GoldPickaxe.iOS prompts victims to provide facial scans under the guise of identity verification — often within a convincing fake banking or government application. The stolen biometric data is exfiltrated to attacker-controlled infrastructure and can potentially be used to create deepfakes or bypass facial recognition authentication systems deployed by financial institutions. This was the first time such a capability had been observed in iOS mobile malware.
GoldFactory is distinguished by three specific factors: its cross-platform reach covering both Android and iOS; its pioneering use of facial recognition data theft via GoldPickaxe; and its industrialized shared infrastructure model enabling rapid scaling of brand abuse across multiple countries simultaneously. CraxsRAT relies primarily on remote access capabilities on Android. GoldFactory’s combination of biometric harvesting and cross-platform deployment represents a fundamentally different and more advanced threat model.
The Indonesian Coretax campaign (initiated July 2025, escalated January 2026) was one of GoldFactory’s most sophisticated operations. Attackers created fake applications impersonating Indonesia’s official Coretax tax platform, distributing them via phishing sites and WhatsApp social engineering, timed to coincide with Indonesia’s national tax filing season. The campaign abused more than 16 trusted brands in a single coordinated operation using GoldFactory’s shared malware infrastructure.
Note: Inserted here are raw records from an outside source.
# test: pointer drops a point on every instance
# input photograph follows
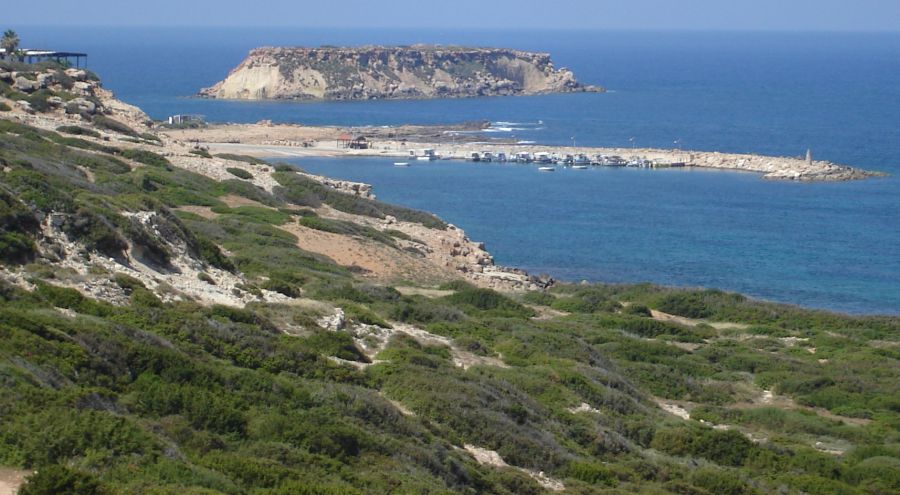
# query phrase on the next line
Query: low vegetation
(151, 394)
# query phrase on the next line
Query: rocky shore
(393, 72)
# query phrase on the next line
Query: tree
(10, 42)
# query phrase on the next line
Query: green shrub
(303, 191)
(687, 304)
(127, 282)
(458, 284)
(148, 136)
(538, 298)
(591, 472)
(258, 214)
(239, 173)
(489, 301)
(637, 310)
(345, 228)
(720, 482)
(210, 253)
(60, 480)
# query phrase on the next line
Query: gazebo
(344, 140)
(359, 143)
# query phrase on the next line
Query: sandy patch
(233, 201)
(693, 322)
(492, 458)
(202, 211)
(429, 293)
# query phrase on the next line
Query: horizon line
(794, 30)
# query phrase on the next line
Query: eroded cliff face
(417, 71)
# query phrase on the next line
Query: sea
(834, 246)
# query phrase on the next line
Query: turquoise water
(834, 246)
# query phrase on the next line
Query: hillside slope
(376, 72)
(168, 326)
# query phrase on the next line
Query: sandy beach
(265, 140)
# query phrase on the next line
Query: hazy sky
(853, 15)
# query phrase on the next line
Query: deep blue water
(826, 245)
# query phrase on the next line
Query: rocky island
(380, 72)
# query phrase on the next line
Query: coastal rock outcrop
(379, 72)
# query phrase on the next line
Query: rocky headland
(382, 72)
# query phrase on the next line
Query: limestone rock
(26, 85)
(77, 74)
(379, 72)
(81, 105)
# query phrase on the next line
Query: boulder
(45, 79)
(80, 106)
(84, 88)
(77, 74)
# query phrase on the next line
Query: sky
(799, 15)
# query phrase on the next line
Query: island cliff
(377, 72)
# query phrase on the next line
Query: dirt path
(692, 322)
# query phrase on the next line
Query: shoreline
(264, 140)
First, obtain suspicious APK or IPA samples and submit them for automated mobile malware analysis, confirming whether the sample belongs to the GoldFactory family. Second, cross-reference device telemetry and application distribution URLs against current GoldFactory IOCs — the group’s infrastructure rotates rapidly. Third, if GoldPickaxe variants are confirmed, immediately enable enhanced liveness detection and anomaly monitoring on all biometric authentication flows, since stolen facial recognition data may already be in the attackers’ possession.
GoldFactory enables direct financial fraud through stolen banking credentials, bypassed biometric authentication via facial recognition theft, and intercepted OTPs. The industrialized scale of campaigns — such as the Indonesia fake Coretax operation which exploited national tax season timing and abused 16+ brands — combined with targeting of both Android and iOS users across multiple APAC countries means aggregate fraud exposure for regional financial institutions is substantial.